By analyzing existing cross correlation between Asian Sea and Asia Plus Group, you can compare the effects of market volatilities on Asian Sea and Asia Plus and check how they will diversify away market risk if combined in the same portfolio for a given time horizon. You can also utilize pair trading strategies of matching a long position in Asian Sea with a short position of Asia Plus. Check out your portfolio center. Please also check ongoing floating volatility patterns of Asian Sea and Asia Plus.

Diversification Opportunities for Asian Sea and Asia Plus

0.89
  Correlation Coefficient

Very poor diversification

The 3 months correlation between Asian and Asia is 0.89. Overlapping area represents the amount of risk that can be diversified away by holding Asian Sea and Asia Plus Group in the same portfolio, assuming nothing else is changed. The correlation between historical prices or returns on Asia Plus Group and Asian Sea is a relative statistical measure of the degree to which these equity instruments tend to move together. The correlation coefficient measures the extent to which returns on Asian Sea are associated (or correlated) with Asia Plus. Values of the correlation coefficient range from -1 to +1, where. The correlation of zero (0) is possible when the price movement of Asia Plus Group has no effect on the direction of Asian Sea i.e., Asian Sea and Asia Plus go up and down completely randomly.

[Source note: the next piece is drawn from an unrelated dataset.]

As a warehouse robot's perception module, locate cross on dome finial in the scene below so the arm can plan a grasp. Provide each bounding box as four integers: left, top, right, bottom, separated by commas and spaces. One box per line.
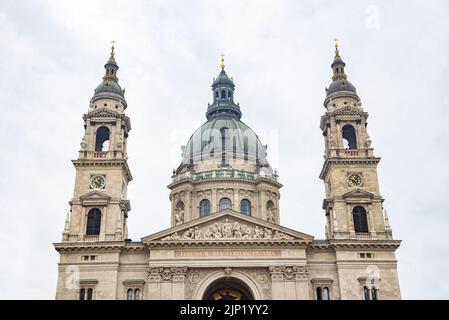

Pair Corralation between Asian Sea and Asia Plus

Assuming the 90 days trading horizon Asian Sea is expected to under-perform the Asia Plus. In addition to that, Asian Sea is 2.15 times more volatile than Asia Plus Group. It trades about -0.29 of its total potential returns per unit of risk. Asia Plus Group is currently generating about -0.37 per unit of volatility. If you would invest  242.00  in Asia Plus Group on October 11, 2024 and sell it today you would lose (12.00) from holding Asia Plus Group or give up 4.96% of portfolio value over 90 days.
Time Period3 Months [change]
DirectionMoves Together 
StrengthStrong
Accuracy100.0%
ValuesDaily Returns

Asian Sea  vs.  Asia Plus Group

 Performance 
       Timeline  
Asian Sea 

Risk-Adjusted Performance

0 of 100

 
Weak
 
Strong
Very Weak
Over the last 90 days Asian Sea has generated negative risk-adjusted returns adding no value to investors with long positions. Despite conflicting performance in the last few months, the Stock's fundamental drivers remain somewhat strong which may send shares a bit higher in February 2025. The current disturbance may also be a sign of long term up-swing for the company investors.
Asia Plus Group 

Risk-Adjusted Performance

0 of 100

 
Weak
 
Strong
Very Weak
Over the last 90 days Asia Plus Group has generated negative risk-adjusted returns adding no value to investors with long positions. Despite latest conflicting performance, the Stock's basic indicators remain persistent and the latest mess on Wall Street may also be a sign of long-standing gains for the company institutional investors.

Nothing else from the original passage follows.